Изменить стиль страницы

– Сюда, брат мой, – пригласил монах.

Филипп медленно вошёл внутрь часовни. Обернувшись, он увидел, что монах остался снаружи. Часовня слабо освещалась горящими свечами, которые стояли на маленьком столе, покрытом красной материей. Впереди, у передней стены, стояла статуя Иисуса Христа во весь рост. Четыре ряда скамеек тянулись по обе стороны от прохода, по которому он шёл. Внезапно заскрипела дверь. Филипп резко повернулся вправо. Из-за низенькой боковой двери, согнувшись, выходил пожилой епископ. На его сан указывала красная мантия. Лицо, покрытое глубокими морщинами, удивлённо вытянулось при виде молодого человека, невесть откуда появившегося перед епископом.

– Кто ты, сын мой?
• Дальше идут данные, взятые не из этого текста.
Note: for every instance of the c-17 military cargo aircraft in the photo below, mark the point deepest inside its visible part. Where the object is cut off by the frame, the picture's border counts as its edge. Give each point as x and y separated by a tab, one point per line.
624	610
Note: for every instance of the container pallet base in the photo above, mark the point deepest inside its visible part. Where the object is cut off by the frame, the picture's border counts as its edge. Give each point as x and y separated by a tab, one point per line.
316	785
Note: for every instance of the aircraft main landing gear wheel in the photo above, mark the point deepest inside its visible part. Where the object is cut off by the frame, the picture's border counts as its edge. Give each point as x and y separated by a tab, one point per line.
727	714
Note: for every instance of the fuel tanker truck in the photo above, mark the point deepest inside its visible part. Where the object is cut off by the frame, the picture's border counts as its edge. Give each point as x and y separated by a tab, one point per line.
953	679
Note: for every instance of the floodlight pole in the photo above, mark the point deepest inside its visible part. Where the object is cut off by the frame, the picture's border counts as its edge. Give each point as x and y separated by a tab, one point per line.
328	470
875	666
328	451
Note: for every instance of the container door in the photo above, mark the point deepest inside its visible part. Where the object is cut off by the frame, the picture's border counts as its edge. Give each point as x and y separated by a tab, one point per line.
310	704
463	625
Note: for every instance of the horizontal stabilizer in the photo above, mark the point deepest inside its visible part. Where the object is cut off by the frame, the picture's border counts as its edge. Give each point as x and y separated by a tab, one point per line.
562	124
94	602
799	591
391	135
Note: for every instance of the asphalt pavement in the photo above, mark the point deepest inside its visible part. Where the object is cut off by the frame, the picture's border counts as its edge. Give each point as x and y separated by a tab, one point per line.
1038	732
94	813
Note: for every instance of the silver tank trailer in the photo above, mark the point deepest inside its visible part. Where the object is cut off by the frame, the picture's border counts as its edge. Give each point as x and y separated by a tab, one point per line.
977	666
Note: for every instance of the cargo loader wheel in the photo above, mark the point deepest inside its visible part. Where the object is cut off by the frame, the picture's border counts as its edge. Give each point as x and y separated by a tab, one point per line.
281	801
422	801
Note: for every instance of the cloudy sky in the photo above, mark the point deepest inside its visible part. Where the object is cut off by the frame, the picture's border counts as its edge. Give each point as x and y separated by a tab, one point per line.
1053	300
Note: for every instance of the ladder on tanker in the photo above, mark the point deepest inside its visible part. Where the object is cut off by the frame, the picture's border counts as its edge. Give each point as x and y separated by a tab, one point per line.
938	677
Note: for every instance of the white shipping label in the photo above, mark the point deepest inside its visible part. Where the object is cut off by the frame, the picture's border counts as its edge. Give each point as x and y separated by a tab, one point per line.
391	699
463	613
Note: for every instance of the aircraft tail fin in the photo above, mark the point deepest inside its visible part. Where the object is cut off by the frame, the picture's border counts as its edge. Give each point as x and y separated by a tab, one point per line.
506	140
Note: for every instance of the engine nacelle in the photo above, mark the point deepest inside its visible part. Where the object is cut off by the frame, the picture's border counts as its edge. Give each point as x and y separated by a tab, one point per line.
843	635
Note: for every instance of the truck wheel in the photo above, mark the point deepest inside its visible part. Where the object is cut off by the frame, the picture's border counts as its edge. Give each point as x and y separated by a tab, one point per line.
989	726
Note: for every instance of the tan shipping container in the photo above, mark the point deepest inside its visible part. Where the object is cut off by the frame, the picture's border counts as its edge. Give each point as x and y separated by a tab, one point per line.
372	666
И что привело тебя? – старческий голос епископа звучал негромко и слегка хрипло, как у человека, который страдает кашлем.

Филипп подошёл к епископу и молча протянул зажатую в кулак руку. Епископ с возрастающим удивлением смотрел то на бесконечно грустное лицо молодого человека, то на его кулак.

– Что, – начал было епископ, но тут кулак раскрылся. Глаза епископа сразу наполнились слезами, веки задрожали. Дряхлые руки потянулись к молодому человеку, на ладони которого лежал крест, вдетый в волосяную нить.

– Филипп, мой мальчик!

Внезапно лицо епископа изменилось. В глазах появился страх. Он отдёрнул руки, почти коснувшиеся Филиппа, и обеспокоенно оглядел часовню.

Филипп не понимал, что обеспокоило епископа, но последовал его примеру и оглядел часовню.

– Иди за мной, – прошептал епископ и, повернувшись, пошёл к маленькой исповедальне, что стояла в нескольких шагах от алтаря. Войдя внутрь, епископ задёрнул за собой занавесь. Филипп, не понимая по-прежнему поведения епископа, всё же повиновался и последовал в соседнюю кабинку и так же, как до этого сделал епископ, задёрнул занавесь. Перегородка между кабинами опустилась. Они могли видеть друг друга через маленькое зарешечённое окошечко.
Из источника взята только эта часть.